To be honest, I think maybe Jakub's suggestion to refactor all the ->ndo_bpf calls needs to happen anyway. The reason is that there are ->ndo_bpf calls in the core net stack, like net/xdp/xsk_buff_pool.c and kernel/bpf/offload.c. AFAICT we need to add checks in these places as well, so refactoring them into one place is nice?
Note I sent the refactor for review. Sorry, I forgot to CC Taehee: https://patchwork.kernel.org/project/netdevbpf/patch/20240821045629.2856641-...
I agree that it requires refactoring. The dev_xdp_propagate() will be useful.

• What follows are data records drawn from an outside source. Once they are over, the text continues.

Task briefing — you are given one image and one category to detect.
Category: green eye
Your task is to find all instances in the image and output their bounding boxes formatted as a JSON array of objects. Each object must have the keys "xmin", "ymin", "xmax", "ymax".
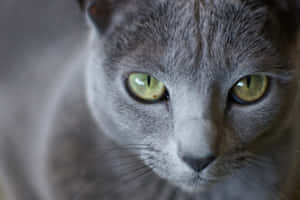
[
  {"xmin": 232, "ymin": 75, "xmax": 269, "ymax": 104},
  {"xmin": 127, "ymin": 73, "xmax": 166, "ymax": 102}
]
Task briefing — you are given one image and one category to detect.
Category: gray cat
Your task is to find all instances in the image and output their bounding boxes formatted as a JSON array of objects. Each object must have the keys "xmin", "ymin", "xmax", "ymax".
[{"xmin": 2, "ymin": 0, "xmax": 300, "ymax": 200}]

Additionally I'm wondering if we should disable adding mp-bound devices as slaves completely, regardless of xdp. My concern is that if the lower device is using unreadable memory, then the upper device may see unreadable memory in its code paths, and will not be expecting that, so it may break. From the look at the code, it looks like net/batman-adv calls ndo_add_slave, and a bunch of code that touches skb_frags:
$ ackc -i ndo_add_slave soft-interface.c 889: .ndo_add_slave = batadv_softif_slave_add,
$ ackc -i skb_frag fragmentation.c 403: struct sk_buff *skb_fragment; 407: skb_fragment = dev_alloc_skb(ll_reserved + mtu + tailroom); 408: if (!skb_fragment) 411: skb_fragment->priority = skb->priority; 414: skb_reserve(skb_fragment, ll_reserved + header_size); 415: skb_split(skb, skb_fragment, skb->len - fragment_size); 418: skb_push(skb_fragment, header_size); 419: memcpy(skb_fragment->data, frag_head, header_size); 422: return skb_fragment; 441: struct sk_buff *skb_fragment; 513: skb_fragment = batadv_frag_create(net_dev, skb, &frag_header, 515: if (!skb_fragment) { 522: skb_fragment->len + ETH_HLEN); 523: ret = batadv_send_unicast_skb(skb_fragment, neigh_node);
If we disable ndo_add_slave on mp devices, then we don't need to walk lower or upper devices. What do you think? If we don't disable mp lower devices entirely, then yes, we can make dev_get_min_mp_channel_count() do a recursive check.
Note that we can add support for mp bound devices as slaves in the future if we have a use case for it, and it's well tested to be safe with selftests added.
If we disable adding mp devices as lower devices, then during the mp binding we should also check if the device has upper devices.
I truly agree with this idea! Almost all virtual interfaces as an upper interface of mp_bound devices especially tunneling interfaces will not work. As you already know there are several reasons. 1. HDS wouldn't work due to tunneling header. 2. RSS wouldn't work due to tunneling header. So, I agree that we disable setting up virtual interfaces as an upper interface of mp_bound devices. Then as you said, we can allow only confirmed interface types in the future.
The IPsec is also not working with mp_bound devices due to the same reason. It would be a more complex issue, unfortunately, I don't know how to deal with it.